Data stores in Large-scale Insight Applications
Written by Pavel Kolesnikov |
In my role as Director of Product Management, I spend a lot of time talking to current or potential B2B customers about the GoodData platform and embedded analytics and large-scale insight applications. In those conversations, I often encounter a common misconception: that a customer can just buy a powerful database and implement a visualization tool, and then insights will magically appear, at scale, in an easy-to-use web page.
This is just not the case. Turning massive amounts of complex data into data products that are useful and intuitive for casual business users is a tall order, both for organizational reasons and for technical reasons, but those executives tasked with making decisions regarding analytical applications may not be familiar enough with the details to understand why.
The costs of zero tuning scalability and schema-on-read
Every popular misconception is half true, and this is no exception. Vendors and industry analysts frequently speak about schema-on-read and querying data at the source, where the source may be a data lake or a data warehouse.
This is great if we’re talking about a system for a team of data analysts who maintain dashboards for the C-suite and do ad hoc analysis. In this case, it makes economic sense to spend a fraction of your analysts’ salary on a distributed query technology that will search terabytes of data with brute force like a charm.
But is this approach economically viable when we’re talking about a B2B analytical data product that will be used by hundreds—or thousands—of your enterprise customers and even more end users? Do you really want to pay to enable every end user to apply brute force to quickly search through terabytes of your data lake? And you may only have 10 customers producing a few GB of data now, but can you be sure this is how things will look a year from now?
If you want to enable your end users to create and share custom insights, then things get even more complicated when you consider the need to customize your product with custom fields.

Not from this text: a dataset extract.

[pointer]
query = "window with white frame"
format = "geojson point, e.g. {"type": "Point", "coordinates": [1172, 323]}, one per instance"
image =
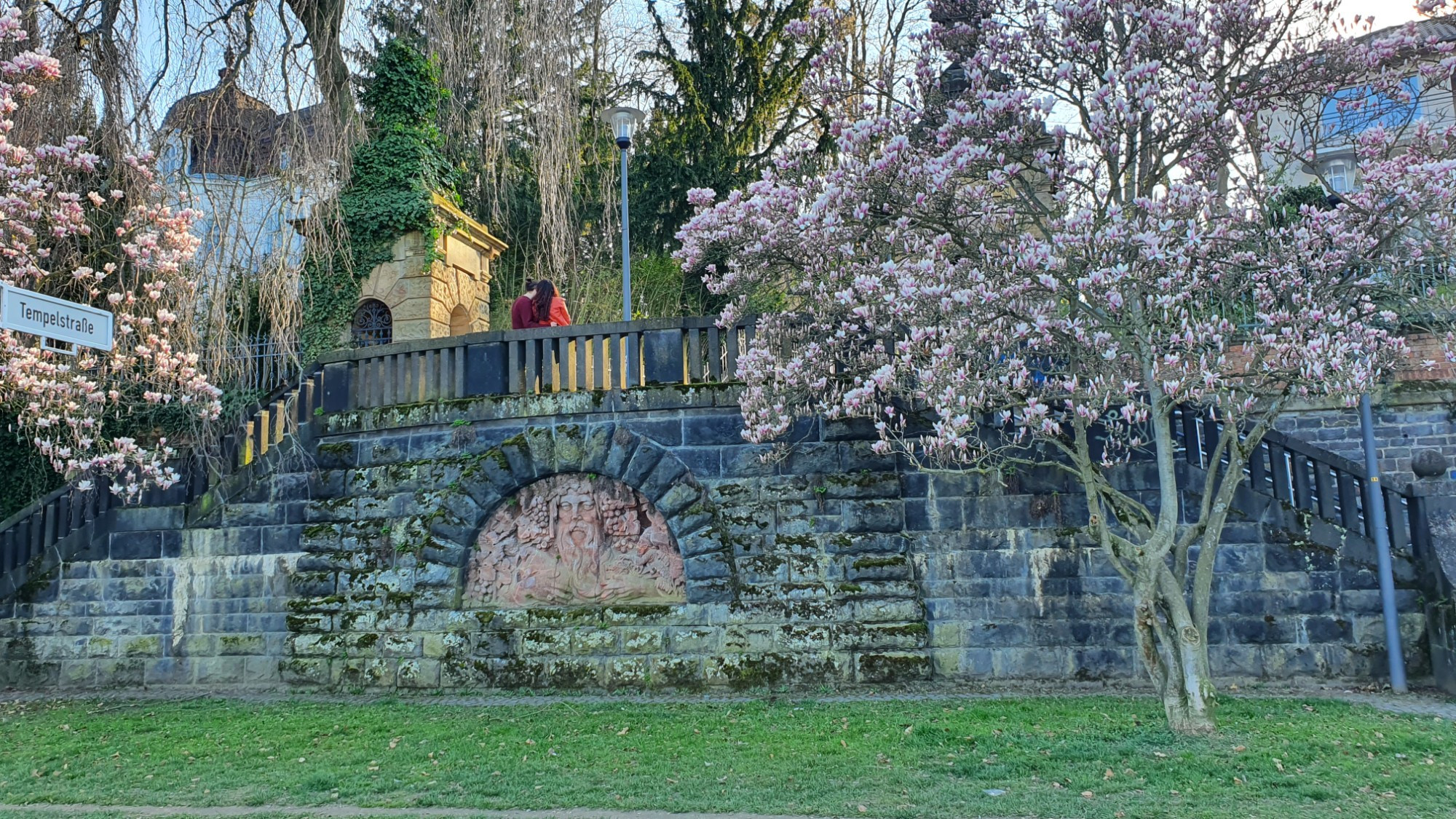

Let’s consider a small- or medium-sized company with a five-person data warehousing team that handles everything data-related. Typically, this team is probably working on building a data warehouse or data lake, or they do internal reporting and analytics. Then one day, the product managers decide that—understandably—this company should be making use of the data it’s collecting, and they ask the data warehousing team to build an analytical application. While there is little doubt that the data warehousing team may be able to pull this off in the short term, this is not sustainable in the long term.
First, chances are that this data warehousing team is already operating at pretty close to its maximum capacity. Building an entirely new data product from the ground up would require months or even years of work on top of—or taken away from—the team’s existing responsibilities unless the company invests in finding and hiring new team members to help carry the load.
As the company grows, the data team also quickly becomes overwhelmed with new responsibilities: fighting data growth, consolidating new data sources, dealing with compliance requirements and new internal requests. In addition to these increasing core responsibilities, requests for new customer-facing product features will surface, and sooner or later the data team will discover that these are two totally different projects with very different requirements, necessary skill sets, and release cycles. It’s just not something that should be done by one team using one technology.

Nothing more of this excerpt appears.